И всё это сделал он сам. Один. В сарае за ветхой калиткой.
За дверьми коридора иногда слышались шаги, глухой стук сапог, мужские голоса – сдержанно;возбуждённые. Там, в кабинетах, ещё не могли прийти в себя. Могущественная машина Комитета госбезопасности и МВД, три года искавшая разветвлённую сеть, агентов ЦРУ, диверсантов и преступных гениев с выкраденными из Ленинграда матрицами, вдруг уткнулась в тихого водителя из провинциального Ставрополя, внештатного помощника ОБХСС, который не пил, не гулял и выписывал журнал «Техника – молодёжи».
Баранов посмотрел на свои пальцы. Годы противоправной деятельности оставили свой неизгладимый след: в подушечки въелись цинкографская краска, едкие кислоты и мельчайшая металлическая пыль. Руки рабочего человека. Руки изобретателя.
– Зачем? – спросил его несколько часов назад следователь, глядя с брезгливым изумлением. – Зачем тебе это было нужно, Баранов? Ты не жил на широкую ногу. Не пил, не собирался уехать за границу. Зачем?
Виктор тогда ничего не ответил. Лишь пожал плечами. А сейчас, в тишине казённого одиночества, этот вопрос разросся в нём колючим чертополохом.
Память – вещь странная: сквозь годы проступают забытые запахи и звуки.
Детство его прошло в Сучане – далёком, угрюмом приморском городке, где сопки всегда казались подпёртыми серым, влажным небом, а из шахтных терриконов валила гарь. Отец ушёл рано, мать билась из последних сил, и маленькому Вите казалось, что вся жизнь вокруг – это попытка выжить среди серости, дефицита и вечной нехватки чего;то главного.

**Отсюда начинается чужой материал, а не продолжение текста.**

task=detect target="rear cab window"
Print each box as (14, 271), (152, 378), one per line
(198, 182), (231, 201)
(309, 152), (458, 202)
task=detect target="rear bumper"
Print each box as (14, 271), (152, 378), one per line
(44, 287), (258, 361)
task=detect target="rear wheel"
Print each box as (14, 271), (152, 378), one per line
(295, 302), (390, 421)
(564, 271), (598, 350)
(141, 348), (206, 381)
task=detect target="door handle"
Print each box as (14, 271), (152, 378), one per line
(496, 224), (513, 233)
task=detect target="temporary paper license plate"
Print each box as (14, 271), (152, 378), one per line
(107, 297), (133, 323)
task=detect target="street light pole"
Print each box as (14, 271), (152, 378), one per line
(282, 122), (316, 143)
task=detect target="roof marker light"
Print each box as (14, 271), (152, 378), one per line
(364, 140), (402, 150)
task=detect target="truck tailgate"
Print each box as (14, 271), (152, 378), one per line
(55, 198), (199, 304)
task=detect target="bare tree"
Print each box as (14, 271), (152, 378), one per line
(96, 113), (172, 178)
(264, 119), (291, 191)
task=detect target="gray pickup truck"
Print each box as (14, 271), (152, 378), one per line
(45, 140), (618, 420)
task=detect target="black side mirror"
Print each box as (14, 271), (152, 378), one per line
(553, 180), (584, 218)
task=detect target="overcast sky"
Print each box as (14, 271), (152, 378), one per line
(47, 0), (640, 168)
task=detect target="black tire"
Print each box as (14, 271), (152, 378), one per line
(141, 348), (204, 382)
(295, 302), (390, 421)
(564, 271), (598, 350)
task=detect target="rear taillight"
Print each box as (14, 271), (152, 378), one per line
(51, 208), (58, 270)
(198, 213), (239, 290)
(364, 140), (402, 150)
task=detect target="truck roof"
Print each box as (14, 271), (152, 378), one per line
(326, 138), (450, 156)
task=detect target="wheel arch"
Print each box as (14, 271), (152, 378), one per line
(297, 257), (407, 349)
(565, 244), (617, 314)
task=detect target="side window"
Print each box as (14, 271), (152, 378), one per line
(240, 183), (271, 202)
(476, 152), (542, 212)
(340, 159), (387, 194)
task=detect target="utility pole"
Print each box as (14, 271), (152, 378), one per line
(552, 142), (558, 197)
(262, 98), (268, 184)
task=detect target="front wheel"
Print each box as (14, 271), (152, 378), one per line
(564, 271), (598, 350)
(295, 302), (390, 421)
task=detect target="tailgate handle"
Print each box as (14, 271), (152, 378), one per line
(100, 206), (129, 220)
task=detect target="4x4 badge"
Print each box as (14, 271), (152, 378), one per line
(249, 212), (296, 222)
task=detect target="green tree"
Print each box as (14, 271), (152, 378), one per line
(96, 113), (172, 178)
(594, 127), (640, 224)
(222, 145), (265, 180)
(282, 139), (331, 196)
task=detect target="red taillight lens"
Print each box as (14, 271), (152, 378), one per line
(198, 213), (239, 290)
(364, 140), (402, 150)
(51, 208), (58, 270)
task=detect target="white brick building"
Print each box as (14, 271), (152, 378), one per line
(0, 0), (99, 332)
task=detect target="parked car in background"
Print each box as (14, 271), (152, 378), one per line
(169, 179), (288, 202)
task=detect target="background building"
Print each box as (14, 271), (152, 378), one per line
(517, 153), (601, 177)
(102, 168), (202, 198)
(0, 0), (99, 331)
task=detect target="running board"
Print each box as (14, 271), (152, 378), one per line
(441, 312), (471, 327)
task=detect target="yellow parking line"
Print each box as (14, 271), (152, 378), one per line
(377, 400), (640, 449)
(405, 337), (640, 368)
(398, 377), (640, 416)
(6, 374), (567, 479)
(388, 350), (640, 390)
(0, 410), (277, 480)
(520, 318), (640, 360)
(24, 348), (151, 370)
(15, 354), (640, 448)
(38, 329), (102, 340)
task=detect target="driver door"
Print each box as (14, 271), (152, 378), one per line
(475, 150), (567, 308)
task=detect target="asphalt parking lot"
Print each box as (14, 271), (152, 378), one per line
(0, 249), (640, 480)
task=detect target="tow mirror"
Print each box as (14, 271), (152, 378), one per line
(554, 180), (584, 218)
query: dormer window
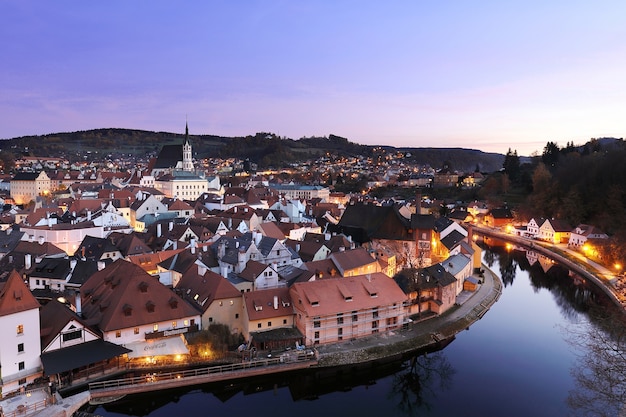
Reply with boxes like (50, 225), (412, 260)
(122, 304), (133, 317)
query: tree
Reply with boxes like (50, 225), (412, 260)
(502, 148), (520, 183)
(541, 142), (560, 168)
(566, 311), (626, 417)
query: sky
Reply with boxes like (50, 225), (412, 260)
(0, 0), (626, 155)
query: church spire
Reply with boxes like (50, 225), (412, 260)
(183, 118), (193, 172)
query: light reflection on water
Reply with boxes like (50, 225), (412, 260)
(89, 247), (611, 417)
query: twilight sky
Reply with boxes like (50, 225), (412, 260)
(0, 0), (626, 155)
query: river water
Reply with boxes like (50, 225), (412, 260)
(89, 246), (623, 417)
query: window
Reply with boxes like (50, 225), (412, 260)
(61, 329), (83, 342)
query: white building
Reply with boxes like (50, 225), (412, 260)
(0, 271), (42, 395)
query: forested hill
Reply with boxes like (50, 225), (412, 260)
(0, 128), (504, 172)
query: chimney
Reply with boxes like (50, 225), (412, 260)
(74, 291), (83, 317)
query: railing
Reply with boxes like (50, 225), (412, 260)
(89, 351), (315, 392)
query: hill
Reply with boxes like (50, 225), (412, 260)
(0, 128), (504, 172)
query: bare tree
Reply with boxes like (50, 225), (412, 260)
(566, 313), (626, 417)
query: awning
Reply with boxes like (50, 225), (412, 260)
(41, 339), (130, 375)
(126, 335), (189, 358)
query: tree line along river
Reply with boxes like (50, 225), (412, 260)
(85, 245), (626, 417)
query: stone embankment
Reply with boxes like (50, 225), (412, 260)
(317, 265), (502, 367)
(475, 227), (626, 314)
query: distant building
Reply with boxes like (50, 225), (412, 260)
(11, 171), (50, 204)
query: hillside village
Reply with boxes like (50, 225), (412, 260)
(0, 128), (607, 395)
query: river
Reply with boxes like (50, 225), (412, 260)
(89, 246), (624, 417)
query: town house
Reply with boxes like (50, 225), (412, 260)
(290, 272), (407, 345)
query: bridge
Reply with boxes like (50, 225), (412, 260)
(89, 352), (318, 403)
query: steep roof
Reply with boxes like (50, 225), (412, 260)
(329, 248), (378, 275)
(80, 259), (197, 332)
(291, 272), (406, 316)
(243, 287), (293, 321)
(176, 267), (241, 311)
(0, 270), (40, 316)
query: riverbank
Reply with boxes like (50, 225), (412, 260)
(4, 265), (502, 417)
(474, 227), (626, 315)
(317, 265), (502, 367)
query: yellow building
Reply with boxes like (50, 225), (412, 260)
(11, 171), (50, 204)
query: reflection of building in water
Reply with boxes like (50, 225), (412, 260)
(537, 255), (554, 272)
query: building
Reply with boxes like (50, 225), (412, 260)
(11, 171), (50, 204)
(290, 272), (407, 345)
(0, 271), (43, 396)
(80, 259), (200, 350)
(269, 183), (330, 201)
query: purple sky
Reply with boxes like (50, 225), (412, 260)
(0, 0), (626, 155)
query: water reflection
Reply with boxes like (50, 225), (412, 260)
(390, 352), (455, 415)
(565, 309), (626, 417)
(89, 242), (626, 417)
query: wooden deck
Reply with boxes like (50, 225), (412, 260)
(89, 355), (317, 403)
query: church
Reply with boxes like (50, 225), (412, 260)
(150, 123), (195, 178)
(149, 123), (221, 201)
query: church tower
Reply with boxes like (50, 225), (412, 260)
(183, 122), (193, 172)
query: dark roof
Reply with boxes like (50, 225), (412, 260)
(12, 172), (39, 181)
(329, 204), (412, 243)
(41, 340), (132, 375)
(441, 230), (465, 250)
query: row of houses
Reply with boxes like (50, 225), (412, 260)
(0, 199), (475, 392)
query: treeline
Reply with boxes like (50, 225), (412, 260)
(499, 139), (626, 262)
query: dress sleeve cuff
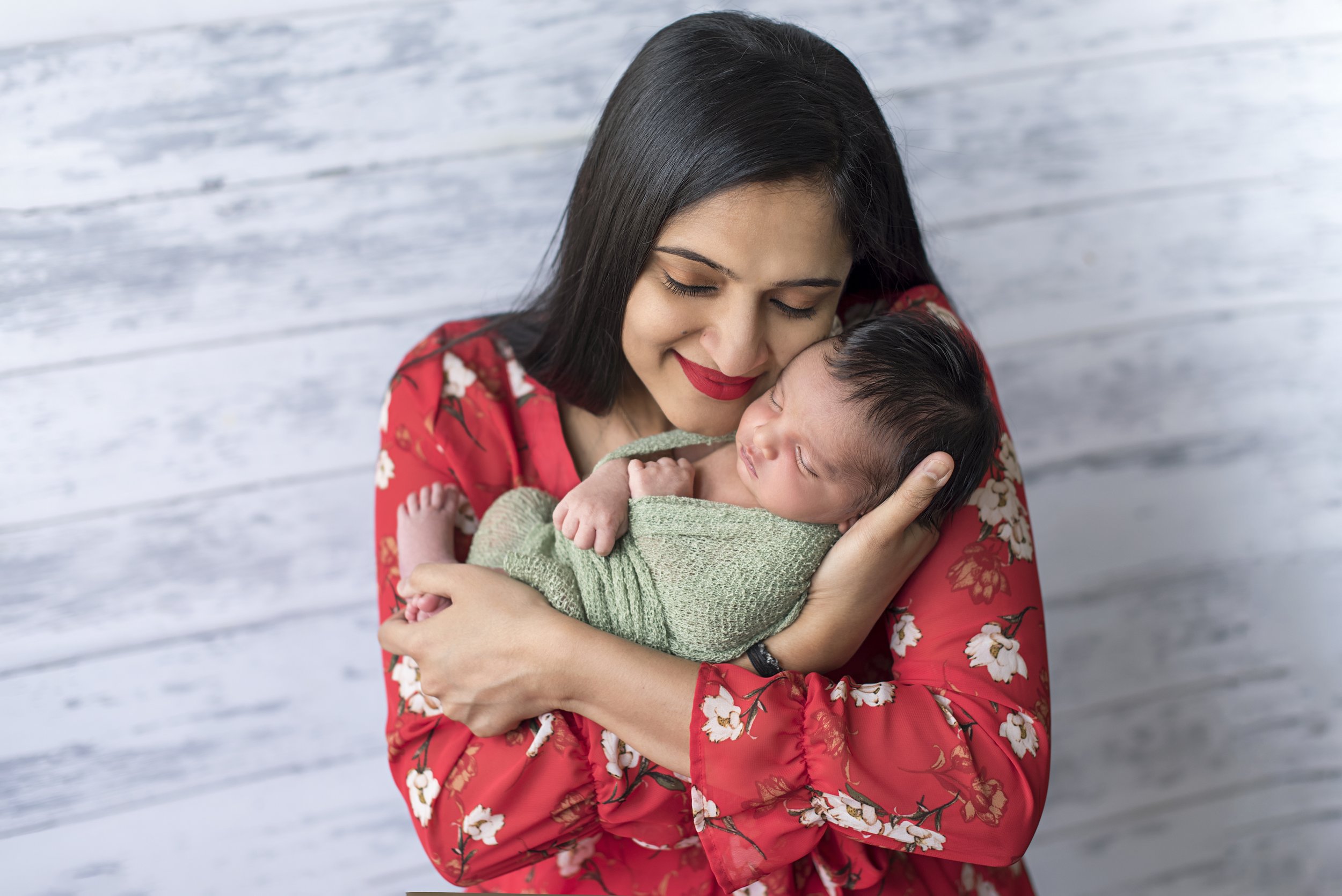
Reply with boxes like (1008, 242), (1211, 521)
(690, 662), (824, 892)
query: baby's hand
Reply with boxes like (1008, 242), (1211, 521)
(630, 457), (694, 498)
(552, 461), (630, 557)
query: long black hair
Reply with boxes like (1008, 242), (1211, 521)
(495, 12), (937, 414)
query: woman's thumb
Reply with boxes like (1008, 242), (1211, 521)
(864, 450), (956, 535)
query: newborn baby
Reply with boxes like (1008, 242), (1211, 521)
(397, 310), (998, 671)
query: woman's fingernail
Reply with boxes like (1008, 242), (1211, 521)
(925, 457), (950, 485)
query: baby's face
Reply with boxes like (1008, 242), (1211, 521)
(737, 342), (866, 523)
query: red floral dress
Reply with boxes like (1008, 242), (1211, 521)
(376, 286), (1049, 896)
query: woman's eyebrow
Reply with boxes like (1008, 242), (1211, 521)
(657, 245), (741, 280)
(655, 245), (843, 288)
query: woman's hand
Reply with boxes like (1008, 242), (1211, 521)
(377, 563), (574, 738)
(768, 452), (956, 669)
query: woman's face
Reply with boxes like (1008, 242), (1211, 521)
(622, 181), (852, 436)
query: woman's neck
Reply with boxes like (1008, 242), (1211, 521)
(558, 382), (674, 479)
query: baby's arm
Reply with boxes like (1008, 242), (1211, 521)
(552, 461), (630, 557)
(553, 457), (694, 557)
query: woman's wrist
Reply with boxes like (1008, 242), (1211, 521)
(544, 617), (699, 774)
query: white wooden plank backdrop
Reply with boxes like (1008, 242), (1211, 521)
(0, 0), (1342, 896)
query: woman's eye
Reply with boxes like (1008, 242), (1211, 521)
(662, 271), (718, 295)
(769, 299), (816, 318)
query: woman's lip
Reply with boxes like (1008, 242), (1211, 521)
(671, 349), (760, 401)
(741, 446), (760, 479)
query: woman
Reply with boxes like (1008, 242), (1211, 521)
(377, 13), (1048, 895)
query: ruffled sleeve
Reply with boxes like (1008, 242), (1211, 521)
(375, 322), (617, 884)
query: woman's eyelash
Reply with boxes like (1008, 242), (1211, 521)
(769, 299), (816, 318)
(662, 271), (718, 295)
(662, 271), (816, 319)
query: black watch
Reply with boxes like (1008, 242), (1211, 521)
(746, 641), (783, 679)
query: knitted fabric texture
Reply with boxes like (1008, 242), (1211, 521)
(466, 429), (839, 662)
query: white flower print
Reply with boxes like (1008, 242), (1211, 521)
(997, 710), (1039, 759)
(997, 432), (1025, 482)
(555, 836), (601, 877)
(456, 495), (480, 535)
(601, 729), (640, 778)
(462, 805), (504, 847)
(997, 515), (1035, 560)
(690, 785), (718, 833)
(931, 691), (960, 729)
(699, 686), (745, 743)
(812, 793), (880, 834)
(373, 448), (396, 488)
(443, 352), (477, 398)
(392, 656), (443, 718)
(848, 681), (895, 707)
(965, 622), (1030, 681)
(969, 479), (1025, 527)
(507, 353), (536, 398)
(890, 613), (922, 657)
(923, 302), (960, 330)
(526, 712), (555, 756)
(797, 796), (827, 828)
(880, 818), (946, 852)
(405, 769), (443, 828)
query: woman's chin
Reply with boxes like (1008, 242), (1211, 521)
(662, 396), (750, 436)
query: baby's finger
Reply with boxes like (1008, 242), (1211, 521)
(560, 512), (582, 542)
(593, 526), (615, 557)
(573, 523), (596, 551)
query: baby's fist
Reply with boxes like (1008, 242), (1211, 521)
(630, 457), (694, 498)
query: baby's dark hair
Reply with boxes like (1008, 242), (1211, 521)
(827, 309), (1001, 527)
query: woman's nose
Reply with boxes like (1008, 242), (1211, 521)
(703, 302), (769, 377)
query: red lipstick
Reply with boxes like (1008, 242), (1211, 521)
(671, 349), (760, 401)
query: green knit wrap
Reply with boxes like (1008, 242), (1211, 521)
(466, 429), (839, 662)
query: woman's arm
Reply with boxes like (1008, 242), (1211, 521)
(375, 331), (641, 884)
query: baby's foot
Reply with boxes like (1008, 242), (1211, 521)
(396, 483), (462, 622)
(405, 594), (453, 622)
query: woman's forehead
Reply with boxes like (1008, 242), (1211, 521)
(658, 181), (850, 280)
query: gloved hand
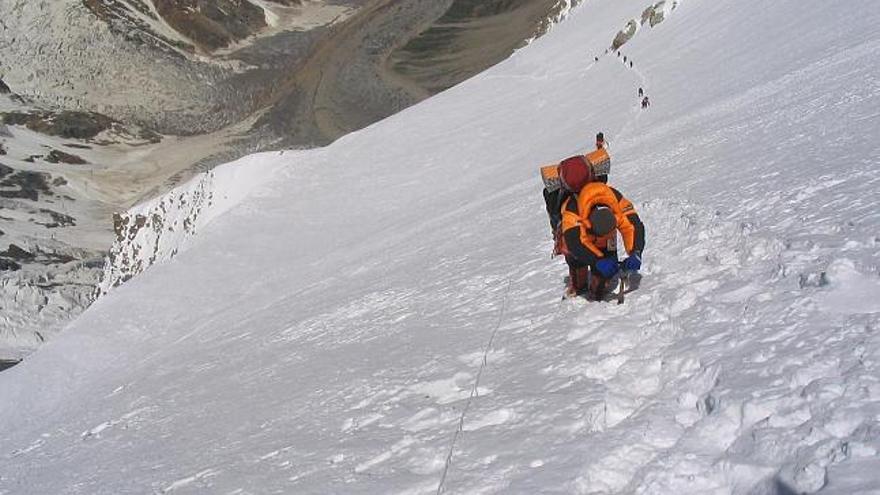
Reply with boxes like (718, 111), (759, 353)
(596, 258), (617, 278)
(623, 253), (642, 272)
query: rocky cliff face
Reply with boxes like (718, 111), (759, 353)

Но у Вити был свой мир. Он помнил, как впервые, в девять лет, увидел у деда старинную царскую купюру – «катеринку», сто рублей 1910 года. Она была огромная, словно скатерть, плотная, с водяным знаком – портретом Екатерины Великой, просвечивающим сквозь бумагу точно живое лицо из тумана. Мальчик часами разглядывал витиеватые виньетки, микроскопический шрифт, переплетения линий. Это была не просто бумага – это была тайна, воплощённый порядок, абсолютное совершенство человеческого труда. Ему казалось тогда, что тот, кто создал такую вещь, прикоснулся к чему;то божественному.
В школе Виктор учился средне, так себе, но если брался за рисование или механику – остановить его было нельзя. Рука с карандашом слушалась его беспрекословно. Он мог по памяти нарисовать герб СССР со всеми колосьями и лентами.
А потом было училище в Ростове, профессия плотника;паркетчика, служба в армии, курсы ДОСААФ и, наконец, кабина водителя в Ставрополе. Обычная, серая жизнь советского человека. Но внутри него пылал огонь. Баранов был изобретателем по природе, из тех самоучек, вроде Кулибина или Попова, кто способен собрать на коленке вечный двигатель, если ему дать пару напильников и кусок свинца.
Виктор ночами чертил устройства для сортировки картофеля, конструировал складные ящики для бутылок, придумывал особые сушилки. Нёс чертежи своих изобретений в научно;технические общества, в горком, на заводы.
И везде сталкивался с одной и той же стеной.
– Вы кто по образованию, Баранов? Кто? Водитель? Ну вот и крутите свою баранку! У нас инженерный отдел годами над этим бьётся, а вы тут с тетрадкой…
– Не положено.
– Нет финансирования.
– Приходите через год.
Его идеи выкидывали в корзины. Его снисходительно похлопывали по плечу. Ему давали понять: Баранов, ты – малый винтик, грязь под ногтями великого государства, твоё дело – везти груз из точки А в точку Б.
Именно тогда, в конце шестидесятых, в нём родилась эта тёмная, горделивая мысль. Они считают, что человек без диплома – ничто? Они думают, что только государство с его институтами, заводами, зашифрованными лабораториями Гознака способно создать нечто неподражаемое?
 «Я докажу, – прошептал он себе однажды ночью, глядя на трёхрублёвую бумажку. – Я повторю то, что считается невозможным. Я заставлю вас признать меня».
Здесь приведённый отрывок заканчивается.